I am certainly not the best painter around and H.O. is a great challenge. so pay strict attention to everyone elses advice!


----------



## DonSchenck (Nov 14, 2012)

OK ... let me ask this: Any REALLY GOOD painters want to paint my Super II lexan body for me?


----------



## Hilltop Raceway (Feb 12, 2006)

I'd ask SKR over on the Nitroslots board...He and his wife have painted up some very cool lexan bodies... Just my suggestion as opinions will vary... He/she may not even being doing it for the public, can't hurt to ask...RM


----------



## DonSchenck (Nov 14, 2012)

MANY years ago, back when our phone had cords and our TVs had antennas, I read an article that suggested using Vasoline as a mask when painting. After the paint dries, you wash away the Vasoline.

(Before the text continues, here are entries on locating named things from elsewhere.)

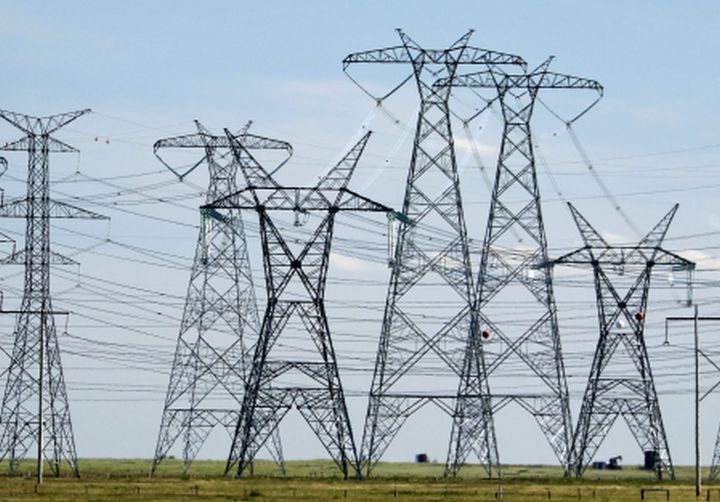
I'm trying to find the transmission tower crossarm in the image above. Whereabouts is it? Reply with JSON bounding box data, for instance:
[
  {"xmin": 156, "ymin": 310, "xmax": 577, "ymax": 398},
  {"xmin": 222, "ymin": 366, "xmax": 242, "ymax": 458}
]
[
  {"xmin": 153, "ymin": 125, "xmax": 293, "ymax": 181},
  {"xmin": 0, "ymin": 136, "xmax": 78, "ymax": 153},
  {"xmin": 343, "ymin": 45, "xmax": 525, "ymax": 69},
  {"xmin": 0, "ymin": 108, "xmax": 92, "ymax": 136},
  {"xmin": 153, "ymin": 133, "xmax": 293, "ymax": 155}
]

Anyone else ever heard of this?


----------



## LDThomas (Nov 30, 1999)

Yes, Vasoline works well as a mask.


----------



## pshoe64 (Jun 10, 2008)

Here are some more examples. I forgot to mention we used water-based paint (Polly S) which stayed flexible after a wall shot or 3. These were all hand painted, no decals, using the methods described earlier. Tom O'Reily was the artist on these.

-Paul


----------



## Bill Hall (Jan 6, 2007)

Those are really sweet examples of the lexan art! 

Where last is first and inside out faces forward.


----------



## DonSchenck (Nov 14, 2012)

Yeah, what the Honorable Mister Hall said ... fantastic lexan painting there.

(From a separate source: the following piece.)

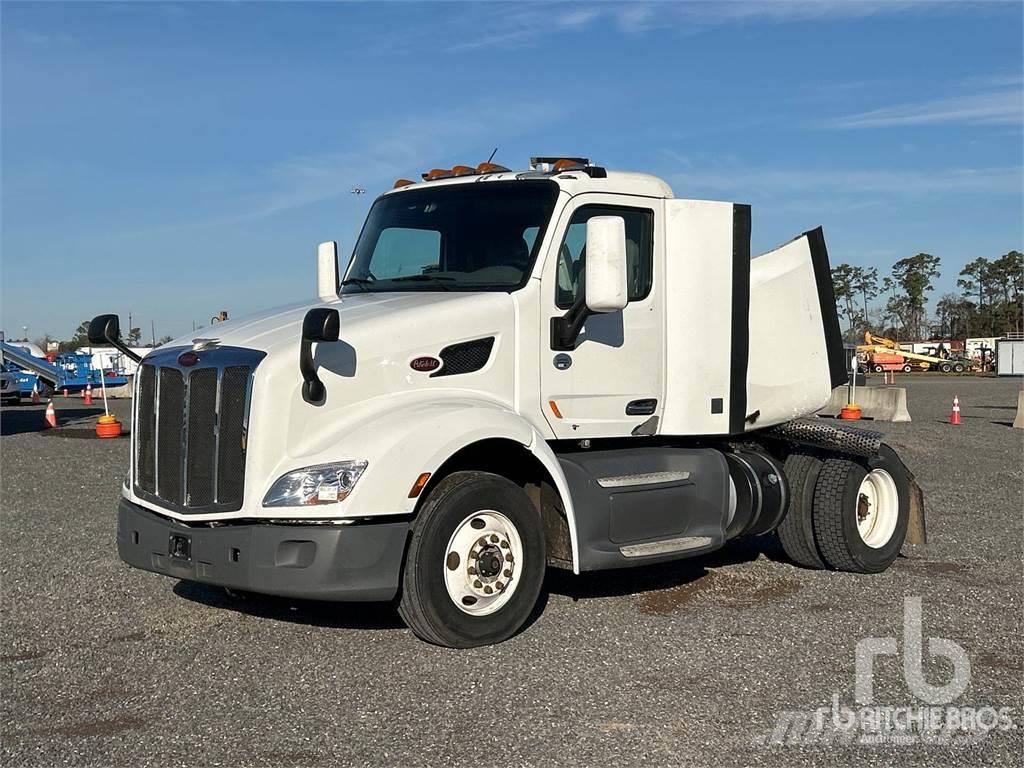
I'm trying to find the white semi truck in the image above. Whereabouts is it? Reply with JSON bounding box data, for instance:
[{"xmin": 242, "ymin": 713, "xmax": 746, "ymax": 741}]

Polly S? OK, WHERE to get that. I figured I needed some sort of flexible paint. I mean ... I *never* wipe out ... but "just in case"


----------



## ruralradio (Mar 11, 2011)

Parma Faskolor is very good, too. Available from Parma, Mid-America, Lucky Bob's, etc. Some Hobby Towns, too. BTW, I've had bad luck on slot bodies with the spray bombs for big lexan R/C bodies. No painter here.... :drunk:


----------



## pshoe64 (Jun 10, 2008)

If you can't find Polly S (Floquil makes it, I thing Walther's sells it still) you can use Apple Barrel paint. Walmart and Michael's sell that brand. Stick with the flat colors. For some reason the gloss paint does not adhere as well. It all shows glossy through the lexan.

-Paul


----------